PayPal AppEngine Servlet, Now Cloud-Ready

I’ve just pushed a major extension to my PayPal AppEngine Servlet. It’s now much more failsafe and takes the validation work out of your hands. Read on for an overview of the new architecture.

A variation of the servlet that was included with the GitHub repo has been running for almost 2 years on my own AppEngine application. And over that time it has been remarkably reliable (given PayPal’s API), but has also shown some issues. Some minor ones that were easily fixed, but also one major:

Whenever PayPal was down or just a little slow, the serlvet would run into timeout exceptions and would not validate the IPN message and, what was worse, would not process it correctly.

Eventually, I realized this is just part of the day-to-day operations of any application deployed to the cloud, so I’d better clean up my act and start thinking like a cloud developer.

[tweetherder]Cloud development = make everything handle errors gracefully and retry on failure[/tweetherder].

The first part was easy enough and should have been part of the code from the start. The second required a rethinking of my architecture. I’ve now hooked everything into task queues, which means every part is independent, can be easily retried and does not influence the other parts when it fails.

Small independent parts

There are 3 servlets that interact as follows:

PayPal AppEngine Servlet Architecture

All interaction between the servlets is through a queue. If you haven’t used the task queues on Google’s AppEngine, it’s about time. I too waited too long, but the push queues are an incredible easy way to build fail safety into your application.
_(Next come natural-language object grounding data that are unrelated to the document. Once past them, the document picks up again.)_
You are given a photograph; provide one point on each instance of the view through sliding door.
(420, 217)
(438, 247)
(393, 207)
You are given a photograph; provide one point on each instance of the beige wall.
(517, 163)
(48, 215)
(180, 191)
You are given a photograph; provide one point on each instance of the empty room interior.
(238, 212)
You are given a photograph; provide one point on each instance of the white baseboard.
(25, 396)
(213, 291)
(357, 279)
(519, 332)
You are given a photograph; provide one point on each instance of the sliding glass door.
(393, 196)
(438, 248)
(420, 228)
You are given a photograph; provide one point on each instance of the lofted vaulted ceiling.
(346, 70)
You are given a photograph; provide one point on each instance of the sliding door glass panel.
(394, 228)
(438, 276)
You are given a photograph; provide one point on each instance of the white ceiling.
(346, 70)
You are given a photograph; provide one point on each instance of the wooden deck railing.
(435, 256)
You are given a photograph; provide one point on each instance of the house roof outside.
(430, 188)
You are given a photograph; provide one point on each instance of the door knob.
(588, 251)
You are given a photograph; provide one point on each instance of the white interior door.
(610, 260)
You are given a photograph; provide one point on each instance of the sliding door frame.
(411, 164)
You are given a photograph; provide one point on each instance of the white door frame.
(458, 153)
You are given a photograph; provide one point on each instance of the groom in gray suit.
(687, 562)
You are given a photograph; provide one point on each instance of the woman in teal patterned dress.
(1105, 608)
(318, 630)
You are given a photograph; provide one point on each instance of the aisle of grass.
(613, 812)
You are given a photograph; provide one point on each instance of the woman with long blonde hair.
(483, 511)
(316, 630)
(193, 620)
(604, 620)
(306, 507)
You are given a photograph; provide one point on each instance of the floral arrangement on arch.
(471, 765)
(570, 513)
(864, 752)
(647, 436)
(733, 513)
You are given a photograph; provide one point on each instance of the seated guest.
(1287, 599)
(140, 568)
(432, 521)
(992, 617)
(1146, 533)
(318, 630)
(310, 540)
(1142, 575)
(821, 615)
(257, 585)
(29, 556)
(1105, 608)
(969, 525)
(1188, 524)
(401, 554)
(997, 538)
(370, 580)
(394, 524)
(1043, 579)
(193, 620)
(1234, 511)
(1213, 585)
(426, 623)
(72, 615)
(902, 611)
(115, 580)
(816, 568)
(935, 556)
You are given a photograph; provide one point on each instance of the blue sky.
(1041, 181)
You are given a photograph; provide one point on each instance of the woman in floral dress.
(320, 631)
You don’t need to worry about retries, as long as the servlet returns anything but a 200-299 status code, AppEngine will keep retrying the call. You can specify how long it should wait before retries and when it should just give up.

Transactions

Because 3 servlets are writing and reading data for the same entity, I also had to make sure every servlet has a consistent view.

Something that isn’t as easy as you might think in the DataStore. It only guarantees eventual consistency. Strong consistency can only be guaranteed in the same entity group. No problem for changing single IPN message, but duplicate checking requires a query over the entire table.

I could create one big entity group for all IPN messages, but that would sort-of defeat the entire purpose of cloud computing. I think I now have a good trade-off with only a very minor risk of duplicates entering the system. Which shouldn’t cause any major issues anyway if your program handles the messages in an idempotent way.

If you know a better way to deal with this, please have a look at the IPNValidationServlet and let me know.

Conclusion

Every one’s feedback has really helped me to improve the previous version of the code, so I hope you try out the new one too and let me know what you think. The readme has all the information to get you started.